В дверь не постучали. Её просто открыли. В кабинет почти вбежала девушка лет двадцати пяти. Из воротника её тёмно-красного плаща с огромными белыми пуговицами тянулась длинная изящная шея, перетекающая в аккуратную головку с гладкими, каштаново-блестящими, волосами и фарфорово-молочным лицом японской гейши. Из-под плаща – изумительной формы ноги с маленькими ступнями в белых туфлях-лодочках. Почти касаясь пола, в руке девушки раскачивалась огромная, в тон плащу, сумка.
Ланский поперхнулся, закашлялся, пролил на себя воду и икнул:
- Изви... ик...ните. Ик. Вы...ик...к кому? – он попытался унять икоту глотком воды.
- К вам, наверное. Иначе, что бы я тут делала? – раскосый глаз девушки подмигнул.
- Ик... Я сейчас, – Ланский наполнил стакан и выпил его залпом. – Ик... ик...
- Гав! – вдруг рявкнула девушка и с силой треснула ладонями по столешне.
Ланский вздрогнул.
- Испугались? – девушка расхохоталась. – Зато икать перестали! Здравствуйте... – девушка скосила взгляд на табличку, – Роберт Ланский! Я – Марина.
- Здравствуйте. А чем я могу...
- Вы в чудеса верите? – Марина поставила на пол сумку и достала из неё печатный лист. – Можете не отвечать. Я вам прочту что-то, а вы уж сами решайте, что с этим делать.
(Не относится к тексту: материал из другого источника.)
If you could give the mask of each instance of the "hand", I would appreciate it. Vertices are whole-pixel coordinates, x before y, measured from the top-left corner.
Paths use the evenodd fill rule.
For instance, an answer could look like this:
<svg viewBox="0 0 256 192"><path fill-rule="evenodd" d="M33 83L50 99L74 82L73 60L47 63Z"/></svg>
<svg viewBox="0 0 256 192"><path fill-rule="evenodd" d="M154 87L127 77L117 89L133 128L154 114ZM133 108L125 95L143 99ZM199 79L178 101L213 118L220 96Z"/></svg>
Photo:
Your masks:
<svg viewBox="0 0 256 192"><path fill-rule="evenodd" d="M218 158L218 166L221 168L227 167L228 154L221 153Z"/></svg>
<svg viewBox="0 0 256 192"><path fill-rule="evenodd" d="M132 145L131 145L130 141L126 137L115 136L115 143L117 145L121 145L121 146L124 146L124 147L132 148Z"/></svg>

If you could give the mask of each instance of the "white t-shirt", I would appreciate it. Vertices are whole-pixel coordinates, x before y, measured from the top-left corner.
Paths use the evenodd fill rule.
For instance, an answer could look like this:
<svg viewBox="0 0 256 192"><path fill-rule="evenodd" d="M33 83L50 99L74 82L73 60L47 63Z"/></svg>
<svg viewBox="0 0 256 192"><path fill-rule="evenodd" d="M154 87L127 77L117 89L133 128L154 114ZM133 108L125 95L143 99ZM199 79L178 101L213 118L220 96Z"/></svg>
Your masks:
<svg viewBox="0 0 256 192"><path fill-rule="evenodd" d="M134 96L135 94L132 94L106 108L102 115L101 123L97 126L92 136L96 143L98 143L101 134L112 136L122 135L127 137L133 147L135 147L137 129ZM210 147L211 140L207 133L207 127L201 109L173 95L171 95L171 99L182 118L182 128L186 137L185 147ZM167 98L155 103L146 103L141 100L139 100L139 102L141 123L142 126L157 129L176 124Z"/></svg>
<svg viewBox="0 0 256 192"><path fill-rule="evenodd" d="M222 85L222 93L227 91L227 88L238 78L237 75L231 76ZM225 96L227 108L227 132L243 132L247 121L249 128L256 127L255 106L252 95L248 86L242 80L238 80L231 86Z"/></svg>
Вот.
«Началось, – подумал Ланский, но возражать не стал, – ладно, один лист, хрен с ним...»
"Это утро начиналось как обычно, в шесть пятнадцать, и ничто не предвещало чрезвычайности событий: чёрный кофе с хлебом с сыром, на балконе сигарета, туфли, сумка, деньги, зонтик, «здрасссте!» в лифте, дождь, автобус... Давка. Девка с наглой рожей и рукой в моём кармане. Не отводит взгляда, стерва! Ну, бери уже конфету, барбариска – это вкусно.
Остановка. Парк, аллея, и – теперь не торопиться...
Красота кругом какая! Тополя, берёзы, липы... одуванчиков семейства – от седых до жёлто-юных... листьев влажных прелый запах... Туча – справа, слева – солнце, небо ярко-голубое... и дождём промытый воздух...
Псы, собачники, спортсмены, тётки с толстыми задами – эти бегают трусцою, чтоб жиры тряслись активней и сбивались, словно масло, на боках в комки тугие.
Светофор, ворота, пропуск... дверь, замок, сургуч на нитке, выключатель... Всё! На месте...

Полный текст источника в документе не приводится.